Huelen los conciertos de Gown a porro, saben a cerveza y anuncian la llegada del verano. Inmortalizan ese momento de euforia y felicidad que se mantendrá durante largo tiempo en el lado festivo de la memoria. Pocos ambientes de concierto tan disfrutones como el de anoche, con una temperatura superb y con la perspectiva de que al día siguiente no se tenía que trabajar. Fueron tres horas de recital con un sonido perfecto, con todos los instrumentos distinguiéndose. Parece algo obvio, pero se consigue en pocos espectáculos de rock: se escucha el violín, también el saxo; qué solo de guitarra tan nítido, y las teclas del piano se abren paso sin conflictos con los otros instrumentos. Y la voz de Gown, probablemente en el mejor momento de su carrera, limando su aspereza en las piezas serenas y sacando la metralla cuando la cosa se pone bestia.
Ocurre en los conciertos de Gown que se produce casi una escenificación en el público de lo que se escucha en el escenario. Si en Puntos suspensivos cube “de abrazos, de puro abrazo. / Fundidos en un abrazo, morir y en tus brazos volver a empezar”, en la grada se vio a gente estrujarse, amigos confraternizando, parejas besándose, el hijo veinteañero pasándole el brazo por el hombro al padre. Si en El poder del arte canta “voy alzando la mirada, y casi no se ve nada, nada que importe”, entre el público le hacen caso y viven el momento como si mañana nos quedáramos sin mundo. Y si en Salir exhorta a “beber”, pues qué quieren que les diga: allí corrían los minis sin parar de mano en boca.
El extremeño diseñó la primera parte con el repertorio menos virulento de la velada, como Destrozares (que riesgo y que belleza para comenzar: “Perdí la dignidad y el sentido del honor”), Adiós, cielo azul, llegó la tormenta o La canción más triste, que sonó justo cuando el atardecer se marchaba y el cielo se tamizó de shade anaranjado mientras Gown cantaba: “He llorado tanto y he llorado tan adentro”. Fue un momento de nudo en la garganta. Interpretó tres piezas de Extremoduro en esta primera fase (Cuarto movimiento: La realidad, Standby y la bella Si te vas), y cerró con dos soberbios temas de su último disco, El hombre pájaro y El poder del arte. Tiene ya Gown a su público educado para saborear estas canciones casi podríamos decir elegantes, donde en alguna fase instrumental su fantástica banda bordea el jazz-rock.

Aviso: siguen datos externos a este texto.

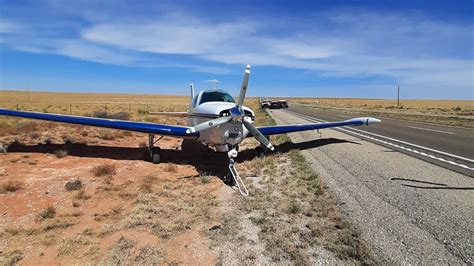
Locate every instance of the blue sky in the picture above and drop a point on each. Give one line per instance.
(296, 48)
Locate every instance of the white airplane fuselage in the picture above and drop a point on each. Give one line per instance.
(220, 137)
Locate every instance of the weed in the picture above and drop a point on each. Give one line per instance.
(149, 255)
(104, 170)
(34, 135)
(205, 178)
(120, 116)
(119, 254)
(48, 213)
(295, 207)
(10, 186)
(147, 184)
(61, 153)
(69, 245)
(57, 224)
(81, 195)
(12, 257)
(68, 139)
(171, 168)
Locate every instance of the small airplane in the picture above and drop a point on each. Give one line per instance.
(214, 118)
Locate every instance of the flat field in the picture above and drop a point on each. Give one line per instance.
(130, 211)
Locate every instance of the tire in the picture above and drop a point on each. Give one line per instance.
(229, 180)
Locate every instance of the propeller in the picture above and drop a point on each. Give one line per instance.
(236, 114)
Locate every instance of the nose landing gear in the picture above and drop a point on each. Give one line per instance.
(233, 172)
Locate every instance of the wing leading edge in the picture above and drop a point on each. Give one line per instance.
(273, 130)
(159, 129)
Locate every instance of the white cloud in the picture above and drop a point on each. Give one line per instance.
(8, 27)
(408, 48)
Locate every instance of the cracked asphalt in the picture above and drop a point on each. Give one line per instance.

La gente también las canta, pero desde una postura sosegada, degustándolas.
Para despedir esta primera parte, Gown volvió a ser Gown y soltó una de esas frases gamberras que le caracterizaron en los primeros años: “Vamos a hacer una paradita para mear, beber o hacer lo que queráis, que estamos en un país libre. Eso sí, que no os vean”. Tras media hora de descanso, ofrecieron 90 minutos de música, esta vez sí, dura, sin tregua. Mezcló temas se su último disco (Haz que tiemble el suelo o Viajando por el inside), dos antológicas piezas de su anterior trabajo en solitario, Mayéutica (Segundo movimiento: Mierda de filosofía y Cuarto movimiento: Yo no soy el dueño de mis emociones) y temas de Extremoduro como Cabezabajo o Salir. Y cerró con el apoteosis de Ama, ama, ama y ensancha el alma. Mañana, todos afónicos y con la sensación de haber asistido al mejor concierto de rock español que se puede ver hoy.